Speaking on the Beyond the Grid podcast, Lowe revealed Mercedes didn’t run their engine at full power as they feared F1 would change the rules to slow them down.

Paddy Lowe

“You’ve got Bernie [Ecclestone] running around ‘saying this is all a nightmare, these engines are terrible’,” Lowe stated. “Well, the thinking was if Mercedes had looked ridiculously good, then something would be done about it.

“In qualifying, we would never turn the engine up for Q1 and Q2. It was run in a sort of idle mode.

“The debate would then be how much to turn the engine up for Q3. I’d be getting it in the ear from Toto: ‘That’s too much, that’s too much’. And I’m thinking, ‘But if we don’t get pole, we’ll look like a right bunch of mugs’.

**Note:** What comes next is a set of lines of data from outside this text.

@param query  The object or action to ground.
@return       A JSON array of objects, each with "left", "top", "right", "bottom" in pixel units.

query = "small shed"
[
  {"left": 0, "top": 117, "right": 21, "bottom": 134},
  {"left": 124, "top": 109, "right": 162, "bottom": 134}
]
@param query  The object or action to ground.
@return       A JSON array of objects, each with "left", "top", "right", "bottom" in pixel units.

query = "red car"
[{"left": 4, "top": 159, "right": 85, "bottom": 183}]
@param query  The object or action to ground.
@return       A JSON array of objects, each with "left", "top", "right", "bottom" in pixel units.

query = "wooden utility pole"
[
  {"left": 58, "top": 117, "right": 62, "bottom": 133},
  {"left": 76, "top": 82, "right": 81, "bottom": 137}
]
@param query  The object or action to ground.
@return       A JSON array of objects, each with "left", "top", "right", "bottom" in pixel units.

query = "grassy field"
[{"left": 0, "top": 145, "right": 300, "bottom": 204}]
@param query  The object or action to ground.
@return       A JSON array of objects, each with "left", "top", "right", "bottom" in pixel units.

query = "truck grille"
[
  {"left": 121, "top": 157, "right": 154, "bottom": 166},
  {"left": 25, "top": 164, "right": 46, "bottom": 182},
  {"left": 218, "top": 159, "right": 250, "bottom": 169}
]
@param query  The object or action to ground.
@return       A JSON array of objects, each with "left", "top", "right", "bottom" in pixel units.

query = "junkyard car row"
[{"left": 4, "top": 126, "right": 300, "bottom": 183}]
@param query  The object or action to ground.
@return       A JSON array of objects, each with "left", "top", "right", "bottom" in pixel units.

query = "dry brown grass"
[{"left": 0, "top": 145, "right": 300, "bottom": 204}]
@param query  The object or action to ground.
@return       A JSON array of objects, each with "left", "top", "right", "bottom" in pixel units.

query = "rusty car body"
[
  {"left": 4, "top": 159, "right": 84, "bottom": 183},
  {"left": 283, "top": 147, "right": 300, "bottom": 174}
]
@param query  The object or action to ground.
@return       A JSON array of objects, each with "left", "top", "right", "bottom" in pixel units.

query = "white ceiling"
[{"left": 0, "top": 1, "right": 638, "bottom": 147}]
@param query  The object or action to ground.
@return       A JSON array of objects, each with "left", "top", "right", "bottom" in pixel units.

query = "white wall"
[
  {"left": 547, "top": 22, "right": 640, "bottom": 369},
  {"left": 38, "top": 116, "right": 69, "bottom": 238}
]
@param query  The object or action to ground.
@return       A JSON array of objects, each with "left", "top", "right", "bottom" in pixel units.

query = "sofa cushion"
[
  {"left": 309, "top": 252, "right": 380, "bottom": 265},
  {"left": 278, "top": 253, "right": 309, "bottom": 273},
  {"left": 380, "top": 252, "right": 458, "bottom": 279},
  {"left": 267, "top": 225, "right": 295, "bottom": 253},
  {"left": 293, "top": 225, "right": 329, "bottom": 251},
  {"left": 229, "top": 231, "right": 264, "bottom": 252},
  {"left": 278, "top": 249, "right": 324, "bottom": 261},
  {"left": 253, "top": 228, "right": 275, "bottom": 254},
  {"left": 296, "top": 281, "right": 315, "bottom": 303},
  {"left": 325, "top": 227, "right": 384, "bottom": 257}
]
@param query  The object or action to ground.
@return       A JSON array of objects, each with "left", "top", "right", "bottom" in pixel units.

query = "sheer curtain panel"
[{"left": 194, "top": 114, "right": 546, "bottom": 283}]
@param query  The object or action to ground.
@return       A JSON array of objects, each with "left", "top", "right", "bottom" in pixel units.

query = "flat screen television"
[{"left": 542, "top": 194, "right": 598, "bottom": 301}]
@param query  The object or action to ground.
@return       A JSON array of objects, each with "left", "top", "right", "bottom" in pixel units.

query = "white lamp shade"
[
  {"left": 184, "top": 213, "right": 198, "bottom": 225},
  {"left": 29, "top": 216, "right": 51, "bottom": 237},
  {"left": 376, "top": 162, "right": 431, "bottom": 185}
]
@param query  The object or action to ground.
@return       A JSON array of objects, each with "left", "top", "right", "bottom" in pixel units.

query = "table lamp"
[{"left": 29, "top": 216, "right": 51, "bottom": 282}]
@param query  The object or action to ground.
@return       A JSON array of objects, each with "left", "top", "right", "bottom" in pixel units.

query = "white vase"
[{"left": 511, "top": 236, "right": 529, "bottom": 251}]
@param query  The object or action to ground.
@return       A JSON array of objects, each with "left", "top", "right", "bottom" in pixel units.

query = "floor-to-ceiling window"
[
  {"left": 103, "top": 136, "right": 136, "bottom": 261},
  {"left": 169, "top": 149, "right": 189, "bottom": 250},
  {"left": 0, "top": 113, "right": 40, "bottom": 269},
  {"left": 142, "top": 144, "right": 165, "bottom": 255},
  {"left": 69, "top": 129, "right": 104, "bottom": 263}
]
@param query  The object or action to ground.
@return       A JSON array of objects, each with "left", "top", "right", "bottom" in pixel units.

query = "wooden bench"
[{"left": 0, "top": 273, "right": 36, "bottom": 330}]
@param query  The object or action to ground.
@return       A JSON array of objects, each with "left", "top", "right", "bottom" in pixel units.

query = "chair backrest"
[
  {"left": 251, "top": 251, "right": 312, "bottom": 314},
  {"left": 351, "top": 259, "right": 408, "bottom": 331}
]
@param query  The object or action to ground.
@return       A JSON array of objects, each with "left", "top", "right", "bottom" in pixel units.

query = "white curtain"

“So what number to pick that would do the job and knowing you didn’t want to err on the wrong way? So that was a big part of the discussion on Saturday afternoon. Nice chat to have. Actually that went on quite a long time. That engine was never on full power for qualifying.”

“It was a good car as well,” Lowe added. “It wasn’t just the engine, we had terrific aerodynamics as well, better than anyone actually, which we used to track because we would engine-correct all of our data.

“And that car was better than any car, quite apart from the engine.”

And that folks, is why Lewis Hamilton is so fast.